What they found was that the presence of a right-to-work law lifted personal income by 0.8 percentage points and population by 0.5 percentage points from 1947-2011, on average. In other words, if a state would have had a 2.0 percentage point increase in income growth and adoption of a right-to-work law made that 2.8 percentage points, then the personal income growth rate was lifted by 40 percent as a result of the law.
The early years showed little impact from right-to-work laws, but significant improvements in economic growth were noted in the middle era. Modest but important improvements existed in the third period (1991-2011).
Berrien Springs
The goal of the Berrien Springs study was to tell the story of another innovative school district in Michigan. Berrien Springs is leading the way in various online learning opportunities and a diversified curricula offering to its students. It’s pushing back against the notion that school districts need to maintain their local monopolies by opening their doors wide for Schools-of-Choice students (a quarter of its enrollment is through SOC). Students who are not being served well by their local districts (in Battle Creek, for example), are now benefiting from these educational services. The district is changing its purpose from being the “educator of last resort” for district residents to “a district of choices” for as many students as possible.
“Waivers Are Temporary But Expansion is Forever”
Propopents of Medicaid expansion in Michigan argued this summer that reforms in the bill made the expansion’s long-term fiscal risks worth taking. The reforms, however, depend on obtaining permission from federal agencies in the form of “waivers” from the standard Medicaid regulations and legal requirements.
In a study authored by legal scholar Robert Alt with Nathaniel Stewart, and jointly published by the Mackinac Center and Ohio’s Buckeye Institute, this policy is explored. It reveals three ways in which the waiver process provides a shaky foundation for any genuine Medicaid reforms.
First, as the title asserts, Medicaid waivers are temporary. This makes today’s reforms subject to the whims of future federal bureaucrats.

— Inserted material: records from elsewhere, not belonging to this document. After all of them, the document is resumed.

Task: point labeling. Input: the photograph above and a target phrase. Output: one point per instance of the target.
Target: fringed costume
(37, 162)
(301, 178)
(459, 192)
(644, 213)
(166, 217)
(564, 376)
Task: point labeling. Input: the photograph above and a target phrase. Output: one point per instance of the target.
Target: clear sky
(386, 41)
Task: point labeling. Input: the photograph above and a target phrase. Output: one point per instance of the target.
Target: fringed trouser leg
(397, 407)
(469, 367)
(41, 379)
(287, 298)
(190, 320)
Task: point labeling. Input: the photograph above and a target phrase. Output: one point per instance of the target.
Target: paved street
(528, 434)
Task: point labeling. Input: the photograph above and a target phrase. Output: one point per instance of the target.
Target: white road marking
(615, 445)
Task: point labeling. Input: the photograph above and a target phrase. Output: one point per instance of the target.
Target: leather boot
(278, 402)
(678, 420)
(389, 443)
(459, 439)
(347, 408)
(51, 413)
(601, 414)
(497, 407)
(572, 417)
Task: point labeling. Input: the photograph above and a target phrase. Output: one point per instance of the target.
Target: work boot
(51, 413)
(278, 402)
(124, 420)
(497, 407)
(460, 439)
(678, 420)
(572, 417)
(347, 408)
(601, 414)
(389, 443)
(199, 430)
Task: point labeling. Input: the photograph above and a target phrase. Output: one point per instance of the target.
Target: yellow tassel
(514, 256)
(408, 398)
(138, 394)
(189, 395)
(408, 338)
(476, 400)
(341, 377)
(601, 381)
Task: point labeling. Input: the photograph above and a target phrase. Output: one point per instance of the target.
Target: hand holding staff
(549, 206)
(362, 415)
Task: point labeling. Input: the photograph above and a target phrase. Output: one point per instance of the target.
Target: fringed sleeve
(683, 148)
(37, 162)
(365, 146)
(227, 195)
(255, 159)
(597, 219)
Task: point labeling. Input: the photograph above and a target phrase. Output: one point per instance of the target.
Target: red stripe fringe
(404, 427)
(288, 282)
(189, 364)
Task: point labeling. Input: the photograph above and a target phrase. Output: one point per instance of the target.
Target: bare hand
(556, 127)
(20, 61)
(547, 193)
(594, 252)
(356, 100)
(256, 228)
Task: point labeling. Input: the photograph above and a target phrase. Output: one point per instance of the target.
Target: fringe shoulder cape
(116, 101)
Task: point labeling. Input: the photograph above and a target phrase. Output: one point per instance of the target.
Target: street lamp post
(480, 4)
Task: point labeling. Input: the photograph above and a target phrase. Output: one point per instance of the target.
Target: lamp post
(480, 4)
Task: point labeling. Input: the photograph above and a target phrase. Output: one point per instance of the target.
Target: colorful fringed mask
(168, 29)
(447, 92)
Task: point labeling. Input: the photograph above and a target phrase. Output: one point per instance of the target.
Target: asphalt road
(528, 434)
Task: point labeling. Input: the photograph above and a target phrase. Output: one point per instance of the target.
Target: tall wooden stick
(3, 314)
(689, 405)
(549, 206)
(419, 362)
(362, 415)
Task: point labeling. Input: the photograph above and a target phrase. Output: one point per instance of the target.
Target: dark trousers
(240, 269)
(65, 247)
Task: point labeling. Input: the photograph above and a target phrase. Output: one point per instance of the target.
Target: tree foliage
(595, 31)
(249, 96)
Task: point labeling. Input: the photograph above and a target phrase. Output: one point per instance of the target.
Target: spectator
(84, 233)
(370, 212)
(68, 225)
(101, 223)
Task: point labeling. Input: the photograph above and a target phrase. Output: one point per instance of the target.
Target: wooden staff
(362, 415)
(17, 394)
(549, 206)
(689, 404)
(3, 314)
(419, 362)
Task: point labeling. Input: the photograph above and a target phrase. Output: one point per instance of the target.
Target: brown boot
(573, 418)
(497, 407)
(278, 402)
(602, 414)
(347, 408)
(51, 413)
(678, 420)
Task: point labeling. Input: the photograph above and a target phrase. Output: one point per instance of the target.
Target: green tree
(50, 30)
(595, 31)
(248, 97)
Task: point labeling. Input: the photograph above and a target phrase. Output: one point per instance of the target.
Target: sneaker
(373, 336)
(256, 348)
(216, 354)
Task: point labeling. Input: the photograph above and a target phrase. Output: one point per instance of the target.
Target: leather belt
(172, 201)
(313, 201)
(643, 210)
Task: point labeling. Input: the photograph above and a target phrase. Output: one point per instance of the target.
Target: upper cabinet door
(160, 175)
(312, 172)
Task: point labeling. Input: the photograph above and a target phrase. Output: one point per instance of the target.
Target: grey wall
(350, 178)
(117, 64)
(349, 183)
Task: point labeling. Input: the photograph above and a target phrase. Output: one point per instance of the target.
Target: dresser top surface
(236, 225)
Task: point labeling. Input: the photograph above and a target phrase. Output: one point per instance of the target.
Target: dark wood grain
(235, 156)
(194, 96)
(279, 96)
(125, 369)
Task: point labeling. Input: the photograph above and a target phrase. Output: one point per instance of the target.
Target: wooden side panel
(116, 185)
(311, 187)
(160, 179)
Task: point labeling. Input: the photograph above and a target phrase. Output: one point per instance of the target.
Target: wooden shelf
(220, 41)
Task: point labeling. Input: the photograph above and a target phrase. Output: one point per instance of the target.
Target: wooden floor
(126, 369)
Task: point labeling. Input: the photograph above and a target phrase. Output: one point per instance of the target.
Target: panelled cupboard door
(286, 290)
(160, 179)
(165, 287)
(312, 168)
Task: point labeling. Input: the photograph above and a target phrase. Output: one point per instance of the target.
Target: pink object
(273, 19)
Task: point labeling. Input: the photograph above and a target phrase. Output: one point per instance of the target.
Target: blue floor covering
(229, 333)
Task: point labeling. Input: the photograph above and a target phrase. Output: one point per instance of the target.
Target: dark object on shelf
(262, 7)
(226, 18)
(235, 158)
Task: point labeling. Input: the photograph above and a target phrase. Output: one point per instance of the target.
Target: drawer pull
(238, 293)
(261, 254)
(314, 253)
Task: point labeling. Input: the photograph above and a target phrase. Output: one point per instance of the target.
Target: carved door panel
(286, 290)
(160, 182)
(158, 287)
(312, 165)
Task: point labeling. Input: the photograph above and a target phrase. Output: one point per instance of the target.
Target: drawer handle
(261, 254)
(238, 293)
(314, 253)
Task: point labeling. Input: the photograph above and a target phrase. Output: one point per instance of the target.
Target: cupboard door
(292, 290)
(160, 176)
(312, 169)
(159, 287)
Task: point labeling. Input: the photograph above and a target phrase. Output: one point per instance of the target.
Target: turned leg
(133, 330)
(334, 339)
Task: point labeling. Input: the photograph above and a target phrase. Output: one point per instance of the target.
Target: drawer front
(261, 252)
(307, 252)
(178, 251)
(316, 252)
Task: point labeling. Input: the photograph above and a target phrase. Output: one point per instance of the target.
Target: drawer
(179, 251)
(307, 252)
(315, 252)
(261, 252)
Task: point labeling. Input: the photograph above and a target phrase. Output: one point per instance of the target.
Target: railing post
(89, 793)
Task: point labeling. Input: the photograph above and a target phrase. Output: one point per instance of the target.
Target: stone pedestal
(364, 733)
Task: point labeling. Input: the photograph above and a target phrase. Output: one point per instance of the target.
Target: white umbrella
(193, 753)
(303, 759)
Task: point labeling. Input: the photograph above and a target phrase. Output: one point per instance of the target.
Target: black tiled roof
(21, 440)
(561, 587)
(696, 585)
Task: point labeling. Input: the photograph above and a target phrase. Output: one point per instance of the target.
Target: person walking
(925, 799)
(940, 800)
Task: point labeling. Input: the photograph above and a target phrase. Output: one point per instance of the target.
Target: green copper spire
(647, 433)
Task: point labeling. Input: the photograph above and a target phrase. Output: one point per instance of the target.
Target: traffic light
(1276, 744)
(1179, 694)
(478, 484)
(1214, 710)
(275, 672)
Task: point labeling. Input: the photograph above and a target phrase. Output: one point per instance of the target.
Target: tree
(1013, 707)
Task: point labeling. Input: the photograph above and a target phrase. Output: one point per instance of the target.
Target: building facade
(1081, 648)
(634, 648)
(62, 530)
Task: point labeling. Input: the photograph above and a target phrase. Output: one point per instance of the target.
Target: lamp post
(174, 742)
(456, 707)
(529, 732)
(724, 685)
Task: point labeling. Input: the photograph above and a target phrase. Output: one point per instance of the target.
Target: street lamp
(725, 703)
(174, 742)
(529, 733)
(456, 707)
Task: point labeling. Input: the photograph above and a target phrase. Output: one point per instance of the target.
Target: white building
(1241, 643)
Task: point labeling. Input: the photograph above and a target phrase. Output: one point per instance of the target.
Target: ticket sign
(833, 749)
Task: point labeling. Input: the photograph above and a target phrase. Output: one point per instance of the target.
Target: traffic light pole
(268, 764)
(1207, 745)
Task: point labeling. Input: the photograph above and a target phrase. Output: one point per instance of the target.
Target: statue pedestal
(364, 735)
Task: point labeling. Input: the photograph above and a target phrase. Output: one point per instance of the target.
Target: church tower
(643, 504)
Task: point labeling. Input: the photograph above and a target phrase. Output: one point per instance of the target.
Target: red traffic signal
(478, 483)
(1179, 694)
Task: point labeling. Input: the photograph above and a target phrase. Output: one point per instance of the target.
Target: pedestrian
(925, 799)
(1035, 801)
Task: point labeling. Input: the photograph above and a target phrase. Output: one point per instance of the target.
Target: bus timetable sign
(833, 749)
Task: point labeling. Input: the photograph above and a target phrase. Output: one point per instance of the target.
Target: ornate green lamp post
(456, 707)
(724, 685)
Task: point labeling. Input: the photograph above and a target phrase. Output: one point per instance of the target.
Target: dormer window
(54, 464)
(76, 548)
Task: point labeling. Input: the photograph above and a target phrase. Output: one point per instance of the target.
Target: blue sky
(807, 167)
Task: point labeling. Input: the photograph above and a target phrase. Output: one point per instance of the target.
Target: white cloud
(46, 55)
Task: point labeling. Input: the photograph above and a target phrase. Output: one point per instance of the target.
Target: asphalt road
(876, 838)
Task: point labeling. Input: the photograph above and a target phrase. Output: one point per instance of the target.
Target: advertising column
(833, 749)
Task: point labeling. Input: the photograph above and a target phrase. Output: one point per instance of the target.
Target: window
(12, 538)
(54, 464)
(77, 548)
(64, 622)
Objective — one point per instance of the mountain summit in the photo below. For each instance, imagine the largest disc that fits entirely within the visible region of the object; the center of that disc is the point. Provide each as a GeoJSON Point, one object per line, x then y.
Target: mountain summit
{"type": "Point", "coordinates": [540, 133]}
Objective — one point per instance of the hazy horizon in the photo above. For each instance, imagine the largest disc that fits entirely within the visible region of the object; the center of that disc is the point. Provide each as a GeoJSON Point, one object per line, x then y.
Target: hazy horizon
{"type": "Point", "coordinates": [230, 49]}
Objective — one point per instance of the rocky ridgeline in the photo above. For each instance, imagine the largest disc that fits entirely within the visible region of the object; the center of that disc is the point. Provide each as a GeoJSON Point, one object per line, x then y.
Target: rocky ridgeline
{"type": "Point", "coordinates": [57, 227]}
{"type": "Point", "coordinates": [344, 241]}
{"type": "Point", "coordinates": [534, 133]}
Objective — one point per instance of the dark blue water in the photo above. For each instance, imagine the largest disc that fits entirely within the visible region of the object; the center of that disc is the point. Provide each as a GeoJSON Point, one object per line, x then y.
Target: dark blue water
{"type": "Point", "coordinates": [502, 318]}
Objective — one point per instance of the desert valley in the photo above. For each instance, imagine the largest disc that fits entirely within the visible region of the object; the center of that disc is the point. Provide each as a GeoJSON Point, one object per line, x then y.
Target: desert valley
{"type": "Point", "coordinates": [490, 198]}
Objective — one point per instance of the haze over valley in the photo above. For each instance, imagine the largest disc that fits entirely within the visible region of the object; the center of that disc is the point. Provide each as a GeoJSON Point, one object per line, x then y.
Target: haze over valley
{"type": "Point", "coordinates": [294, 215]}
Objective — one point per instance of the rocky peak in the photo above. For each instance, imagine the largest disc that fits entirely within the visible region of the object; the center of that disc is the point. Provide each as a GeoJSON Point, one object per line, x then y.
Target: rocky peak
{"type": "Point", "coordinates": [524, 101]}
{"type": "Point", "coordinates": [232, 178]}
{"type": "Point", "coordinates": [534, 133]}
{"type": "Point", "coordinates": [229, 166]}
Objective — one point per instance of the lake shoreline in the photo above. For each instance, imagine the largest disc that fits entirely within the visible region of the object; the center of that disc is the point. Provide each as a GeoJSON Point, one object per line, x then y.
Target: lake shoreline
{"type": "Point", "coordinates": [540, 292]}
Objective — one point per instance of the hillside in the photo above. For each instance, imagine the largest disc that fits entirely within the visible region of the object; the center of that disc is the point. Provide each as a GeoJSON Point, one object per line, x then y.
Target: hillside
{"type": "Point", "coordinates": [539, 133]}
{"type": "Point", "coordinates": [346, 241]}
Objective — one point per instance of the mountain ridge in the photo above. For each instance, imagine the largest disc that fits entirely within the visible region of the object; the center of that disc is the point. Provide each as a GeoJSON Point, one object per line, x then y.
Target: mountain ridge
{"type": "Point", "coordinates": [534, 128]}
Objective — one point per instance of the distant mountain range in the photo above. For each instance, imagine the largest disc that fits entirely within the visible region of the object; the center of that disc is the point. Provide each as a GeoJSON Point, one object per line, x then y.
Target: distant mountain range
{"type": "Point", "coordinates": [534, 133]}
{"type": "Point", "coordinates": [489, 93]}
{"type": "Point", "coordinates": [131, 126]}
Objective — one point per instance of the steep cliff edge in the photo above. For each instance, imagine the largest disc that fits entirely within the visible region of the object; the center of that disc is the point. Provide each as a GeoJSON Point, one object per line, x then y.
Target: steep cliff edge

Secondly, waivers are subject to the discretion of current federal bureaucrats and the current administration. It is unlikely that genuine reform lies best with the original authors of the law. Moreover, while federal officials have broad discretion in some matters, in others the governing statutes limit what they may permit.
Thirdly, even if a state successfully navigates those potential obstacles, any agreements are subject to judicial review. The study cites examples of states that thought they had an understanding with the federal government regarding reforms only to have the rug pulled out later by the courts.